It happened again. This time, I thought I was prepared. I went into it lightly – there would be no surprises. I did all the usual things first. I built a fire and lit the candles. I had beautiful music playing in the background and I made a pot of my best green tea and filled the beautiful teacup. I sat in front of the fire and emptied the contents of my Gratitude Jar.
This was Year 5 of committing to filling a jar with something I was grateful for each day of the year. I knew the routine and I thought I knew what to expect. I was wrong in the biggest, best way. In years past, I zoomed through the entries, consuming the words as fast as I could take them in, feeding off the memories. This year was different. It was a slow-motion version of seeing something for the first time – something I thought I had been feeling. It was as if the sun began to ever-so-slowly rise and as it dawned, I realized I was opening one of the greatest gifts I’d ever received. I gave it to myself but it had been there all along.
That’s probably the summation of it all. I could stop here. One of the greatest gifts that came from the Gratitude Jar came from something I already had inside me. Just like all the books and memes, the religion of choice or practice of the day tout…happiness, heaven, peace of mind – however we want to describe it, is within us.
As I look back on last year, some could have said it was a rough one. There were broken bones and broken things, an end of a job, the death of my precious 18-year old cat, and the loss of two horses who had in all certitude, given me a sense of purpose and deeper meaning. It was a year that I conscientiously shifted toward a life of intention and shifted away from a life of obligation.

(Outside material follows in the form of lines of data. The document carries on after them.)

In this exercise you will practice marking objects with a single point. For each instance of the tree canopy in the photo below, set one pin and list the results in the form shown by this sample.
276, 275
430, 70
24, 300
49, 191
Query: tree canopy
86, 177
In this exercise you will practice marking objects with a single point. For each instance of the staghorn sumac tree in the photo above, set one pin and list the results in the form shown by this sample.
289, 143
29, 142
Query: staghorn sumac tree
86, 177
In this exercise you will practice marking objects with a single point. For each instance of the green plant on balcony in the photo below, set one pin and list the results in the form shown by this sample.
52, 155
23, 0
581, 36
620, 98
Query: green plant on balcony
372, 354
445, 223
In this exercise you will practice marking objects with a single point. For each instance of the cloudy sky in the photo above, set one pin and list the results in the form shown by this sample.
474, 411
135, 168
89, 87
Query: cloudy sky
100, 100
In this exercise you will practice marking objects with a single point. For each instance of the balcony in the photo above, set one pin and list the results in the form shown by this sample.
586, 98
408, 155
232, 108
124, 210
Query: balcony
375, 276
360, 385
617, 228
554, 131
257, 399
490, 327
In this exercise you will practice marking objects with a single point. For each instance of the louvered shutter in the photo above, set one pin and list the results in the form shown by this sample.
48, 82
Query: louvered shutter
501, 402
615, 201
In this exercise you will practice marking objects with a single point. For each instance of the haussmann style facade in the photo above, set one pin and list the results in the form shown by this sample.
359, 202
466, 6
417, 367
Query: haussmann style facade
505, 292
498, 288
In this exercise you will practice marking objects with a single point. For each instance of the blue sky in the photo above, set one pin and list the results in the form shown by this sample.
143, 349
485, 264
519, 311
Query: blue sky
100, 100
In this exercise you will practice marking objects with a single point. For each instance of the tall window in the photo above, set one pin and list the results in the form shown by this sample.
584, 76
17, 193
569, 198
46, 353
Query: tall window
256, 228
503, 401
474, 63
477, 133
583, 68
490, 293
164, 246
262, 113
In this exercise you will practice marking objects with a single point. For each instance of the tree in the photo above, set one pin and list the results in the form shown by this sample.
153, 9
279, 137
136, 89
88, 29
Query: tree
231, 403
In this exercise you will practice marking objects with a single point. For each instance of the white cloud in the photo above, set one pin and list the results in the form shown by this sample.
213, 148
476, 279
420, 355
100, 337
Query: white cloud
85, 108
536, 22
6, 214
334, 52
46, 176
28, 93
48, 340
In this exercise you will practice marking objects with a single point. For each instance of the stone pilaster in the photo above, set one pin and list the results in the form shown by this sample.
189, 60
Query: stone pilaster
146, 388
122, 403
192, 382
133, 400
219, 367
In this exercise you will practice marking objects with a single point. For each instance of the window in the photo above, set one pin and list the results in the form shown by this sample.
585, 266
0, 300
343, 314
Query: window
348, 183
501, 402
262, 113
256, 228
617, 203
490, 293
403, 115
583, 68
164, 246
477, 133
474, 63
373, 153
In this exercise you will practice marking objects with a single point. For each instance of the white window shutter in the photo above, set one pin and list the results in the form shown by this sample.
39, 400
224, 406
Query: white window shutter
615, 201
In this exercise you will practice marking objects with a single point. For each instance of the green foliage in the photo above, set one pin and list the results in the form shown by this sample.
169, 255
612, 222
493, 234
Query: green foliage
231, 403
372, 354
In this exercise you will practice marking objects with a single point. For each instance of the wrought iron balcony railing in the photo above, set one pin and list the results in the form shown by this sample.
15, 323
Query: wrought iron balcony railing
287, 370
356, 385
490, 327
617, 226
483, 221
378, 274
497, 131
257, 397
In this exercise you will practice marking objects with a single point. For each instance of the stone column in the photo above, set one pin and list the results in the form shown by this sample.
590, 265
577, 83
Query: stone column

Like many of us, I could list dozens of things why 2019 could be labeled a bad year. Yet the jar, my magic jar didn’t label the year good or bad – it was simply a year – I gave it no more power than that. There was gratitude for being helped when I was hurt and in need of a doctor, for the time my vet spent on the phone talking with me at no charge, the lightness I felt in distancing myself from someone else’s anger, the resilient beauty of nature, and my response to the heartbreak I felt when Max and Sunny moved away. Neither bitter nor angry, my cracked heart overflowed with the gratitude for all that I had experienced rather than what I had lost. My jar was full of examples of the compassion I had received day after day after day all year long.
As I sat reading the entries and the cards and letters – words I wrote to myself throughout the year, I saw evidence of the peace, acceptance, and contentment that emanated from me regardless of the outside circumstances. Sitting there surrounded by the little pieces of paper, it occurred to me. Perhaps the jar isn’t really a jar at all. Perhaps it’s a mirror. The thing that holds me accountable for not succumbing, not reacting, and not taking the bait of the day. The thing that sits prominently in my home to remind me that by feeding the jar, I’m feeding my heart. Perhaps it represents the notion that if we take care of our inside, the outside will fall into place.
It may just be a Gratitude Jar, but perhaps it is a Magical Mirror – one that allows me to see what’s on the inside.